Numa versão livre, o clímax do filme é mais ou menos como segue. “Quiz Kid", em desespero de causa, rouba o dinheiro escondido pelo patrão para poder comprar uns dentes novos, Linda, talvez à procura da redenção, descobre que afinal ama o homem com quem casou por conveniência enquanto ele, “Big Earl”, morre atormentado pelo remorso tendo a seu lado o filho Frank banhado em lágrimas, o tal que ensina a maltratar mulheres como Claudia, a junkie abusada pelo pai, Jimmy Gator, a estrela moribunda do show televisivo What the Kids Know onde o miúdo prodígio Stanley, farto do papel que representa, acaba de urinar nas calças deixando o pai que o explora à beira de um ataque de nervos. E quando o Polícia salva “Quiz Kid” levando-o a devolver o dinheiro roubado, e quando os percursos de todos se cruzam desaba uma chuva de sapos. Bíblica. Exodus 8:2 “And if thou refuse to let them go, behold, I will smite your whole territory with frogs.”
Há ainda um miúdo, um rapper. No contexto da narrativa, ele, sim, parece surgir por acaso. Mas não é assim. O miúdo interpela o polícia depois de uma detenção em casa de uma negra e diz-lhe que escute bem, porque é ele quem tem a chave de tudo:
"Try to listen and learn. Check that ego. Come off it, I’m the prophet, the professor, I’m-a teach you about the Worm, who eventually turned to catch wreck with the neck of a long-time oppre’’ssor.

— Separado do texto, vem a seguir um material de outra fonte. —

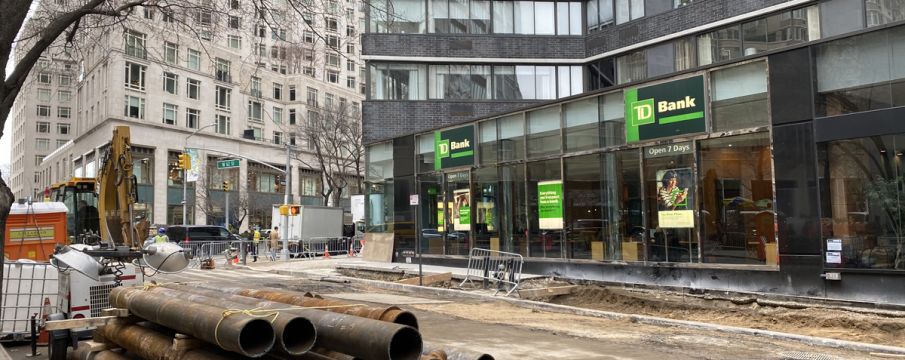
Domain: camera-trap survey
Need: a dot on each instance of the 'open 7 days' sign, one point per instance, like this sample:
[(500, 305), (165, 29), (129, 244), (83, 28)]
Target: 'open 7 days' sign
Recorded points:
[(664, 110), (454, 147)]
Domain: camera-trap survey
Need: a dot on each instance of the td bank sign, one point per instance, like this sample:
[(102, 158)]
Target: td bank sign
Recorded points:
[(454, 147), (664, 110)]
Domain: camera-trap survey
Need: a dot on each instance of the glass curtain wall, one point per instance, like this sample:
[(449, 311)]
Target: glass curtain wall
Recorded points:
[(736, 200)]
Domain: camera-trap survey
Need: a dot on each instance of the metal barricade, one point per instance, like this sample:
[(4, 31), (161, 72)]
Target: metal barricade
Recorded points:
[(502, 268), (26, 285)]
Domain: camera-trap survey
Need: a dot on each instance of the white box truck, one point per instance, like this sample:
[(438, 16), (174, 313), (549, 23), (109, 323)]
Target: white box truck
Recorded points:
[(314, 230)]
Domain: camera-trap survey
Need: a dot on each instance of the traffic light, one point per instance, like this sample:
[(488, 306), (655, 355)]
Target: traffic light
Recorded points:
[(185, 161)]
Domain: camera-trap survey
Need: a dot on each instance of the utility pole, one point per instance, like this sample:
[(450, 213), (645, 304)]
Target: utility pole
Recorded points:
[(284, 228)]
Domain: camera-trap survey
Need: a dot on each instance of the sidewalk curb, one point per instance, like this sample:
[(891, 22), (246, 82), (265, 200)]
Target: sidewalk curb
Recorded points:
[(641, 319)]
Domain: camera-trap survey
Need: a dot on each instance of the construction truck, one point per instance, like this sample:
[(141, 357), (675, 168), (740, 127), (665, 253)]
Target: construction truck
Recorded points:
[(107, 248)]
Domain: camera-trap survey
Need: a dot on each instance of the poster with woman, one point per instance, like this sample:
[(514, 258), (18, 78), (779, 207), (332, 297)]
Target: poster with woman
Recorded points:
[(674, 198)]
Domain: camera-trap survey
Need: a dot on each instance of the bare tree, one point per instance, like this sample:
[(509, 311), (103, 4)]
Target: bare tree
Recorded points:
[(332, 136)]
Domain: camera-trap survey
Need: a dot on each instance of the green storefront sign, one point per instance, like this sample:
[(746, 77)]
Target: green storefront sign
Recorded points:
[(454, 147), (664, 110), (549, 204)]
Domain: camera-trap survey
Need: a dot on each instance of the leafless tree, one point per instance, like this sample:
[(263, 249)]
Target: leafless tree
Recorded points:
[(332, 134)]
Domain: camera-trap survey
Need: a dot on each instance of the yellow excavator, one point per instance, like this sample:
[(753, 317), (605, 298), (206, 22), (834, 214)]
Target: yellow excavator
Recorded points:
[(101, 208)]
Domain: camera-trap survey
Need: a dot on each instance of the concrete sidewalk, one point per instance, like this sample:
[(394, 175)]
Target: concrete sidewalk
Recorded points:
[(324, 266)]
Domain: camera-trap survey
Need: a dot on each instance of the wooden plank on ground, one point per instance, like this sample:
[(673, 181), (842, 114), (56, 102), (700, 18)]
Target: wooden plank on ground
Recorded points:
[(78, 323), (428, 279), (552, 291)]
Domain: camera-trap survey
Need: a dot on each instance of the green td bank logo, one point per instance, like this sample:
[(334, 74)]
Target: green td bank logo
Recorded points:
[(665, 110)]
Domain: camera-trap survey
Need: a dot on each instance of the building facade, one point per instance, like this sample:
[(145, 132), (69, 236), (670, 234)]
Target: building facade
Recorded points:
[(242, 83), (728, 145)]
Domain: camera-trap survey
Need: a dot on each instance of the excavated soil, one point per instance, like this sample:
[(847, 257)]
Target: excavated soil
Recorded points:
[(821, 320), (877, 327)]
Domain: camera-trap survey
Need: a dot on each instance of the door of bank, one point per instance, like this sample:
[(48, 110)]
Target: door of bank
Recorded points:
[(446, 213)]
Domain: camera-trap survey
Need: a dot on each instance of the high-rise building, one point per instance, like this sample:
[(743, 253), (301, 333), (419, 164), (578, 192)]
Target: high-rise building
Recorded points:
[(736, 145), (232, 82)]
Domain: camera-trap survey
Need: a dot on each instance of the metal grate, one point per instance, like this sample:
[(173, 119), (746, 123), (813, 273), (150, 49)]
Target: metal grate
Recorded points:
[(803, 355), (100, 298)]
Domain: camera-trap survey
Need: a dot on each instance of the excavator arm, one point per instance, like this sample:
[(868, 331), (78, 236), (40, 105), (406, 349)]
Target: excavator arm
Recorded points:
[(117, 192)]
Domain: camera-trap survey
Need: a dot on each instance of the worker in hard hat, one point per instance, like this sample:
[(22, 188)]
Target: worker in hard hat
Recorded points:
[(161, 236)]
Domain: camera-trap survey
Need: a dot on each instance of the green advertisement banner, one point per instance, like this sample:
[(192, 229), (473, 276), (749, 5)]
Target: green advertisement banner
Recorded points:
[(454, 147), (664, 110), (549, 204)]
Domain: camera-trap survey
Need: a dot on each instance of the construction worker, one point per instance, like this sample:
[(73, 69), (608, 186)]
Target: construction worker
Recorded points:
[(161, 236), (274, 242)]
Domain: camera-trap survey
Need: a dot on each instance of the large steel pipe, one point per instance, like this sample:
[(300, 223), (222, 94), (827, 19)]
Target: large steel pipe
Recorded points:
[(456, 353), (149, 344), (295, 333), (356, 336), (389, 314), (241, 333)]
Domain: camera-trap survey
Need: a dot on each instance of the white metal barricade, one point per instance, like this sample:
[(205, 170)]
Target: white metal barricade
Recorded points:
[(502, 268), (26, 285)]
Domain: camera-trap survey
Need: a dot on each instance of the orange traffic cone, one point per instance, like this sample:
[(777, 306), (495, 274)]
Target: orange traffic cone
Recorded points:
[(43, 336)]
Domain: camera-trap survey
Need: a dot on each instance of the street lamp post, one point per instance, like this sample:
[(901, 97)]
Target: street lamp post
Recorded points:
[(185, 187)]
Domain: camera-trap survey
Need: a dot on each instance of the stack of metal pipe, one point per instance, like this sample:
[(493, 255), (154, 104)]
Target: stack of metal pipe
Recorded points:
[(229, 323)]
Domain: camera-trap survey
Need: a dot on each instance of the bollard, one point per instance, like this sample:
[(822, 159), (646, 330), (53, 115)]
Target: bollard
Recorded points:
[(34, 336), (486, 282)]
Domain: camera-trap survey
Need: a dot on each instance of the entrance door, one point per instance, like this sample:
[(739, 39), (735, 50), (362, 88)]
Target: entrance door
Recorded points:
[(458, 213), (670, 190)]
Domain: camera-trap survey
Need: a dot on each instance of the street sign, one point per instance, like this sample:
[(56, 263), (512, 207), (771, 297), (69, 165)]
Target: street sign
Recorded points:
[(228, 164)]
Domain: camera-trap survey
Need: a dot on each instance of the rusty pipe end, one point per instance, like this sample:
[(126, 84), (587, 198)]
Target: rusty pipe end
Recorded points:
[(405, 344), (402, 317), (256, 338), (297, 335)]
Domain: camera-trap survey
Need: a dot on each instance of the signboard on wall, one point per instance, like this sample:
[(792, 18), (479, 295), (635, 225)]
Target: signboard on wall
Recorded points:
[(664, 110), (454, 147), (549, 205)]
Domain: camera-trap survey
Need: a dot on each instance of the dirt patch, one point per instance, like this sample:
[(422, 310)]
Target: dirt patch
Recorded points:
[(886, 328)]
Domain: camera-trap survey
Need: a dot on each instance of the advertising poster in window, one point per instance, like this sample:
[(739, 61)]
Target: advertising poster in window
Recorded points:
[(461, 211), (674, 202), (549, 204)]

And he’s running from the devil, but the debt is always gaining, and if he’s worth being hurt, he’s worth bringing pain in. When the sunshine don’t work, the good Lord bring the rain in.”
Um grandíssimo filme, digo eu, agora, quando passaram 20 anos sobre a estreia de Magnolia e também da minha saída desse estranho mundo da televisão. Estranho porque tendo andado por aquele aquário um quarto de século, a par das horas boas que por lá vivi, fiquei a perceber demasiado bem os seus meandros, o jogo de figuras de palha que põe em marcha as suas engrenagens. Digo isto porque Magnolia, não sendo um filme sobre a televisão é um filme que tudo tem a ver com ela e com a sociedade esquizofrénica que ajudou a criar. Todas as personagens, direta ou indiretamente, lhe estão ligadas. Ou porque são os donos, ou celebridades, ou porque a ela são chamados, ou dela fazem parte desde miúdos como “Quiz Kid” e Stanley, ou porque, simplesmente, vendo-a, a tomaram sempre demasiado à letra.
O fim do século passado terá sido também o fim do ciclo existencial de algum modo induzido pela televisão. Talvez isso esteja em Magnolia, naquela praga de sapos, na densa espessura dramática daqueles seres à deriva, todavia profundamente humanos, não sei. Sei que a centralidade da televisão passou ao lado de dezenas de críticas feitas à época, embora me pareça absurdo admitir que Paul Thomas Anderson não tenha pensado na carga simbólica nela contida. Muito pelo contrário. Na verdade, pelas conexões narrativas, rompendo no plano formal com as convenções da indústria de Hollywood, Magnolia já não é um filme do tempo da televisão. É já um filme de outro tempo, um filme de hipertexto.
Quando vemos uma obra cinematográfica não podemos evitar vê-la na companhia de tudo quanto em nós habita. Por isso, todos a vemos de maneira diferente. Quando nessa longínqua noite no Hotel New York em Roterdão nos despedimos, Benard da Costa disse-me: olhe, pense no Magnolia. Tinha razão. E eu estive demasiado tempo no interior do aquário.